Daha yakın zamanda, Kocaeli depremi sonrasında alınan kararla İstanbul’da, deprem sonrası toplanma alanı olarak belirlenen 493 yerin 300’ünün imara açıldığını ve yerlerine alışveriş merkezi ve gökdelen yapıldığını görmedik mi? Muhtemelen deprem sonrasında halkın bu alanlara ulaşması zaten mümkün olmayacak diye gereksiz bulunduğu düşüncesiyle!.” diye yazmıştım. Bu süreç bütün hızıyla sürüyor.
Şimdilerde bu yüksek yapılaşma trendi, zemin özellikleri daha olumsuz olan İzmir’de boy göstermeye başladı. Son deprem bu konuda önemli bir uyarıydı. Dikkate alınacağına dair bir umut taşımasam da söylemek boynumuzun borcu.

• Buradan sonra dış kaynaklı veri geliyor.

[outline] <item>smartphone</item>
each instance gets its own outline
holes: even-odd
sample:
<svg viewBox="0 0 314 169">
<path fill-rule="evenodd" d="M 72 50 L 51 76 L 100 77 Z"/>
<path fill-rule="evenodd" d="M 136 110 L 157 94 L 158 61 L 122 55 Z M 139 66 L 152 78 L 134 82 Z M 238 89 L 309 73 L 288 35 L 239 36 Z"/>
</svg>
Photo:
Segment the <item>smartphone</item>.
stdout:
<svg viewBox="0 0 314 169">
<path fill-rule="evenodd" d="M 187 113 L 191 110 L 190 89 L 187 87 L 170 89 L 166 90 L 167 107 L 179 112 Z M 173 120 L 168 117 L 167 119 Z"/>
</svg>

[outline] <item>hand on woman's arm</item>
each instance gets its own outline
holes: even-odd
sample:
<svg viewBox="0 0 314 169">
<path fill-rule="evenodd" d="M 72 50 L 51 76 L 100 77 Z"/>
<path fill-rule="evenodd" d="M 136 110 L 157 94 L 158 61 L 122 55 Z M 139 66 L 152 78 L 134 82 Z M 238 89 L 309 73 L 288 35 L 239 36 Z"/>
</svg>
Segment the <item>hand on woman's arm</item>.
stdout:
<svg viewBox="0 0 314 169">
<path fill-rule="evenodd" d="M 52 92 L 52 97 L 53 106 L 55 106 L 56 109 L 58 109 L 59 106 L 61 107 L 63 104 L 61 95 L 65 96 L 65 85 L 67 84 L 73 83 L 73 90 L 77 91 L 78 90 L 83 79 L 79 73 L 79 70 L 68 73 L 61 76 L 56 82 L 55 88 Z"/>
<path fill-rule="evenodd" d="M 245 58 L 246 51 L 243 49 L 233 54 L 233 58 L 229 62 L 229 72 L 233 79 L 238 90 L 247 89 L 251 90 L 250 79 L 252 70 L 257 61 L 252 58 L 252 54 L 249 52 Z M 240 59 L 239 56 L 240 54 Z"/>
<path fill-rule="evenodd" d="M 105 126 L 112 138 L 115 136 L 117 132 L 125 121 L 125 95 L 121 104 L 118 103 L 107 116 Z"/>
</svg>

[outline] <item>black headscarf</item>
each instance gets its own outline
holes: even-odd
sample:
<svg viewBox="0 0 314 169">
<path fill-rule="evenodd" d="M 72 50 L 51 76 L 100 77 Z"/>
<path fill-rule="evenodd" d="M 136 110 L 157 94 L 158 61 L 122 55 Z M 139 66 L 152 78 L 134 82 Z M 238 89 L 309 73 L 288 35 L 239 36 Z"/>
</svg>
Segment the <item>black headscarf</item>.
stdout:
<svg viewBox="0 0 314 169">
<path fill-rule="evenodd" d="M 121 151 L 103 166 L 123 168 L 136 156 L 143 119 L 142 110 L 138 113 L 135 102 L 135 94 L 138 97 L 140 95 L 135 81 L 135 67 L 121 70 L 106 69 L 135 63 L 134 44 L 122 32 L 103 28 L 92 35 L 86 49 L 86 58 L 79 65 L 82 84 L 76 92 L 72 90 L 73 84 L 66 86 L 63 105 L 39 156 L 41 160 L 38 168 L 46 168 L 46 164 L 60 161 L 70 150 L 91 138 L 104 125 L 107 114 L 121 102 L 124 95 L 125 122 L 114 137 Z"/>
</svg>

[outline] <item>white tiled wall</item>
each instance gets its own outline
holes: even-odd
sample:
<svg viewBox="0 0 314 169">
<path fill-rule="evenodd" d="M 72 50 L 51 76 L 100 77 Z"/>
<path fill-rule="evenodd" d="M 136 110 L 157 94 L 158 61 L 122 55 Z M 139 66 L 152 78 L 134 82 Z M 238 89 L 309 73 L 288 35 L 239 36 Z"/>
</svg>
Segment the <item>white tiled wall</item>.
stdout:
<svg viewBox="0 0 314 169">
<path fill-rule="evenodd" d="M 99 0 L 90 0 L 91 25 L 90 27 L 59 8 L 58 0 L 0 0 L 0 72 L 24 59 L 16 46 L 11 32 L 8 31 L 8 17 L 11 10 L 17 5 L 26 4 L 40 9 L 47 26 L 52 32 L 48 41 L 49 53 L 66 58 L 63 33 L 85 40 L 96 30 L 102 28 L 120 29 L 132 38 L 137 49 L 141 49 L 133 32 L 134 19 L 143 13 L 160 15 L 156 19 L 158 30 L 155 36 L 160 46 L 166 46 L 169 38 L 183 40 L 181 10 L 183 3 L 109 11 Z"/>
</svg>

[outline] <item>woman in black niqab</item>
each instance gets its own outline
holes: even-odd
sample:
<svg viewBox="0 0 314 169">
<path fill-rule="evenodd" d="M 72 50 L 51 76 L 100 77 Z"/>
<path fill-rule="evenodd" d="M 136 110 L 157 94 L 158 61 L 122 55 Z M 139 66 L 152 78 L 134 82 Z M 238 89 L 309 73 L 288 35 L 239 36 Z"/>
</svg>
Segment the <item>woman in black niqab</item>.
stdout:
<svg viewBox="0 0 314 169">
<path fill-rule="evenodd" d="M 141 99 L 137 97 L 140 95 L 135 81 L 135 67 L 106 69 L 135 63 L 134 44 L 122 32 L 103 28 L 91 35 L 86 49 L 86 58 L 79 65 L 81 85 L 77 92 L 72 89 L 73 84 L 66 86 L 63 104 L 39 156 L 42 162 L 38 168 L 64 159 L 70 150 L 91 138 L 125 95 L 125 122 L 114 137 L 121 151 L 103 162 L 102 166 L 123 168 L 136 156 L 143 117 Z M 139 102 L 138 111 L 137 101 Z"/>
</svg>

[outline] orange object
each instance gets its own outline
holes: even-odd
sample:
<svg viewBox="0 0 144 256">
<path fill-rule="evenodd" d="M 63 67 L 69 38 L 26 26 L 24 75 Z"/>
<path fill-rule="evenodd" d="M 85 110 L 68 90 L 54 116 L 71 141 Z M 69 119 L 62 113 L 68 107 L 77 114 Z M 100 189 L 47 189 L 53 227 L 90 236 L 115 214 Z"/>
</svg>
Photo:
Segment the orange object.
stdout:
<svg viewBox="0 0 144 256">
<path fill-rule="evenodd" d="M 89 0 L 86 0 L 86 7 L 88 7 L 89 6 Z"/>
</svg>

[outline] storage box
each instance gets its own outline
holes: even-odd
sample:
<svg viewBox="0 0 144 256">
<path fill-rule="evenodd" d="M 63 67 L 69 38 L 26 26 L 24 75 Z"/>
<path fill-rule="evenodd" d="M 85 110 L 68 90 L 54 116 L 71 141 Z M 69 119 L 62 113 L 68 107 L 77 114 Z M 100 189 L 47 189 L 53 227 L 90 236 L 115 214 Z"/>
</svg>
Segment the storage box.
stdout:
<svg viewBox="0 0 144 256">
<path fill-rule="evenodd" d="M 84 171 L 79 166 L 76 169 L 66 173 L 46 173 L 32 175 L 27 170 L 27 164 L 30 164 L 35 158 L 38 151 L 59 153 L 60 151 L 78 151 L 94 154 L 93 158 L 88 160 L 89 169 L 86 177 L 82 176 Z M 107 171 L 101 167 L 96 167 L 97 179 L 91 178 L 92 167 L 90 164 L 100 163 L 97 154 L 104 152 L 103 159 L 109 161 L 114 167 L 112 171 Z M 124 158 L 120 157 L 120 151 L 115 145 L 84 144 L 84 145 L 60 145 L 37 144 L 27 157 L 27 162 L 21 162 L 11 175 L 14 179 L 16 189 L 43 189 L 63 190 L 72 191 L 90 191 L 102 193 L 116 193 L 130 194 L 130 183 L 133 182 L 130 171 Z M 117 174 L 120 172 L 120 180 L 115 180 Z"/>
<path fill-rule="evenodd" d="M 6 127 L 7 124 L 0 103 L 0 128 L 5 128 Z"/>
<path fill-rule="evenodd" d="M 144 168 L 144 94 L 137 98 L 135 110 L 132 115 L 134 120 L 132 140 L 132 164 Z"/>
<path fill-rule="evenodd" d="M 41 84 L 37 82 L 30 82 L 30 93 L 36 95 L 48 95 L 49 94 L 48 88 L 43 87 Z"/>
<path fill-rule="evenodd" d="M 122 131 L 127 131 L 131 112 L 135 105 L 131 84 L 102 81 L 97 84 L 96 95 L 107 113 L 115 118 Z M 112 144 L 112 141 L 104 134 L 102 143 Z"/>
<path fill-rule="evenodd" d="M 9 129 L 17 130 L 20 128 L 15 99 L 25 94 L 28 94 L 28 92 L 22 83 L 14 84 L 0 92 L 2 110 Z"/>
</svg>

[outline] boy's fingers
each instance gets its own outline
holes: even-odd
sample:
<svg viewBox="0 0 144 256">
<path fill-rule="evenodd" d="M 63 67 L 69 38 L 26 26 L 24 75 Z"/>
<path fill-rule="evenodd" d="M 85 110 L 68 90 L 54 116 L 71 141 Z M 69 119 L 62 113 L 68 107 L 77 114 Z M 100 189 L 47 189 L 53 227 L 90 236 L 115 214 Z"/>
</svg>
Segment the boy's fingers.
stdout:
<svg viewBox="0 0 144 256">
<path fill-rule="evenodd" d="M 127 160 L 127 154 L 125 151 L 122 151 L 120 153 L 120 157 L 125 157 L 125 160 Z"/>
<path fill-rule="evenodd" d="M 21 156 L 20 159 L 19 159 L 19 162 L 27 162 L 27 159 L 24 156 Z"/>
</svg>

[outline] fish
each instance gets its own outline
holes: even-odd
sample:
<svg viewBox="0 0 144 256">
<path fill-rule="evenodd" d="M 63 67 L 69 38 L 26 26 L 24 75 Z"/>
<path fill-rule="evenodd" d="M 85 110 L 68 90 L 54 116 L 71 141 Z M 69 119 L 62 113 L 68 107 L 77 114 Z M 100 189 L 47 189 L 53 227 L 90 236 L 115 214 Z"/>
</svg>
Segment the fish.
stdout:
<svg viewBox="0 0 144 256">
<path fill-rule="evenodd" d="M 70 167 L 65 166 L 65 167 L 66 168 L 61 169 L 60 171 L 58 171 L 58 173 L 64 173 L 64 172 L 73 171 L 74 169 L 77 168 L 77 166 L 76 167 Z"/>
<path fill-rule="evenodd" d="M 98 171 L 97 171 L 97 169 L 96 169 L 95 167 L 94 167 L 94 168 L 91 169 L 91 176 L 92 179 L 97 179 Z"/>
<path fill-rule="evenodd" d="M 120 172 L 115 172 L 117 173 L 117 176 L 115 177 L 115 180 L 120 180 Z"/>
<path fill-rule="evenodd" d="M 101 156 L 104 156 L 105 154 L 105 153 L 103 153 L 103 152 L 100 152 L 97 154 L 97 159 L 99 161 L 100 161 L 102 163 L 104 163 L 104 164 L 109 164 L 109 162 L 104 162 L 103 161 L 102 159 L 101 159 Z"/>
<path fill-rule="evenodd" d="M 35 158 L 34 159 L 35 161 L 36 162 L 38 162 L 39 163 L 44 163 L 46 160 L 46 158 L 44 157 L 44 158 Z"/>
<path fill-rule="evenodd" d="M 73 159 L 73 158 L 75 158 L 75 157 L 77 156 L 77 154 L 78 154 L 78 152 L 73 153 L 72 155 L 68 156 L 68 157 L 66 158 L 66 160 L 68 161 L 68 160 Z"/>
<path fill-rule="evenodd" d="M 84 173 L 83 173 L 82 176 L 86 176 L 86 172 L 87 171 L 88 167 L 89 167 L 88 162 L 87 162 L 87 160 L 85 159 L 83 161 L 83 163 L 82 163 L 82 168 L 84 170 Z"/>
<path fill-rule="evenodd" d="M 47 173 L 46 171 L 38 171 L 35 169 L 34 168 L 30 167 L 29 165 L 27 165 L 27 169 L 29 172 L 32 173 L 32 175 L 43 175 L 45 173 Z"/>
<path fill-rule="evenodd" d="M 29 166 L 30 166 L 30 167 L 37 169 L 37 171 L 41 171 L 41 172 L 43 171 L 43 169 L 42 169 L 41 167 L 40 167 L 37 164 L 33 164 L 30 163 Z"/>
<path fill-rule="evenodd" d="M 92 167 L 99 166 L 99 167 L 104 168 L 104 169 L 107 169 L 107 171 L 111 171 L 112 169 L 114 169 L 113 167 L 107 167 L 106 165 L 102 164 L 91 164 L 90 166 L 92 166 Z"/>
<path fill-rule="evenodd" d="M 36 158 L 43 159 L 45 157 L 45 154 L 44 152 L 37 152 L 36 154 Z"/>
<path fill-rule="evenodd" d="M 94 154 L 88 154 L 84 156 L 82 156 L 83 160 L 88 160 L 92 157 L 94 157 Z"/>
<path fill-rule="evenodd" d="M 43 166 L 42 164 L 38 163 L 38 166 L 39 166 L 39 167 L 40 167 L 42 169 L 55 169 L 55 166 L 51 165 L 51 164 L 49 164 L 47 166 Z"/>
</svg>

Tarihsel kayıtlarda, arkeolojik kazılarda; kıyılarda, sulak arazilerde, alüvyonal bölgelerde kurulmuş birçok uygarlığın izlerine rastlıyoruz. Birçoğu büyük afetlerle yeryüzünden silinmişler. Bu pratiklerden dersler çıkaran insanlık, daha sağlam kayalık zeminlerde yerleşmenin, nesillerinin devamını sağlamanın yollarını aramış. Pratiği teoriye ve yeniden pratiğe dönüştürmeyi başarabilenler bu günlere ulaşabilmiş.
Reçete belli. Ya bilimin ve tekniğin yol göstericiliğinde büyük insanlık serüvenimizi sürdürmeyi başaracağız ya da uzun insanlık tarihinin acı deneyimleriyle tekrar tekrar yüzleşeceğiz!.. (Şİ/HK)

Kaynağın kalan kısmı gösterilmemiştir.